Plus de 300 artistes du Bolchoï ont lancé un appel mardi au président Vladimir Poutine, réclamant une enquête impartiale sur l'attaque à l'acide commise contre leur directeur artistique et dénonçant l'inculpation selon eux précipitée d'un des solistes du théâtre.
"Nous demandons aux dirigeants du pays de créer une commission indépendante pour établir les causes qui ont entraîné cette tragédie", ont écrit les artistes dans une lettre au chef de l'Etat, également adressée au gouvernement.
"Pour ceux qui connaissent Pavel Dmitritchenko, l'idée qu'il puisse être l'instigateur et le commanditaire du crime semble absurde", assurent les signataires.
Le danseur soliste Pavel Dmitritchenko, 29 ans, a été placé jeudi en détention provisoire à Moscou et inculpé après avoir reconnu avoir été le commanditaire de l'attaque contre le directeur artistique Sergueï Filine, agressé à l'acide le 17 janvier en bas de son immeuble.

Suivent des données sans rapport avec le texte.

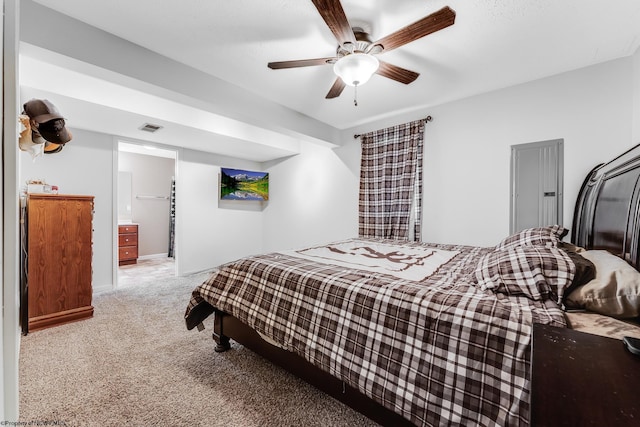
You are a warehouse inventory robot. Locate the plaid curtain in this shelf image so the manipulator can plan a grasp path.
[358,120,425,241]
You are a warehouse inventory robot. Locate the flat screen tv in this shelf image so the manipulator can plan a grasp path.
[220,168,269,201]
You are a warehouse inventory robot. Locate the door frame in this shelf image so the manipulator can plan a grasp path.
[111,137,182,289]
[509,138,564,234]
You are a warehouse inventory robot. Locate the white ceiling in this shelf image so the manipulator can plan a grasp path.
[21,0,640,160]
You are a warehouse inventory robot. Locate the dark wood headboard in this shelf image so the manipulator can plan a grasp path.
[571,144,640,269]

Il risque jusqu'à douze ans de prison.
"Nous connaissons Pavel depuis plusieurs années, il a un tempérament vif, il est franc et direct, mais c'est une personne bonne et très honnête", affirment les signataires, estimant que les "différends de fond concernant la politique artistique et la gestion du personnel n'avaient pu sortir du cadre légal".
"Les conclusions tirées par les enquêteurs nous semblent précipitées, les preuves non convaincantes et les aveux de Pavel, sur lesquels il est depuis revenu, sont le résultat des dures pressions qu'il a subies", affirment les signataires.
Les télévisions russes ont diffusé mercredi les aveux de Pavel Dmitritchenko filmés par la police, dans lesquels il déclare avoir "organisé l'attaque, sans avoir voulu aller aussi loin".
Devant le tribunal jeudi, le danseur a nié avoir voulu utiliser de l'acide.
"Malheureusement, l'histoire de notre pays connaît beaucoup d'exemples de résultats +nécessaires+ obtenus par des méthodes illégales, et de preuves qui se sont avérées fausses", ajoutent les artistes du Bolchoï.
"Nous demandons une enquête honnête et impartiale et un examen minutieux de toutes les circonstances et des mobiles possibles du crime", poursuivent les signataires, parmi lesquels figurent des danseurs, des chanteurs et des musiciens.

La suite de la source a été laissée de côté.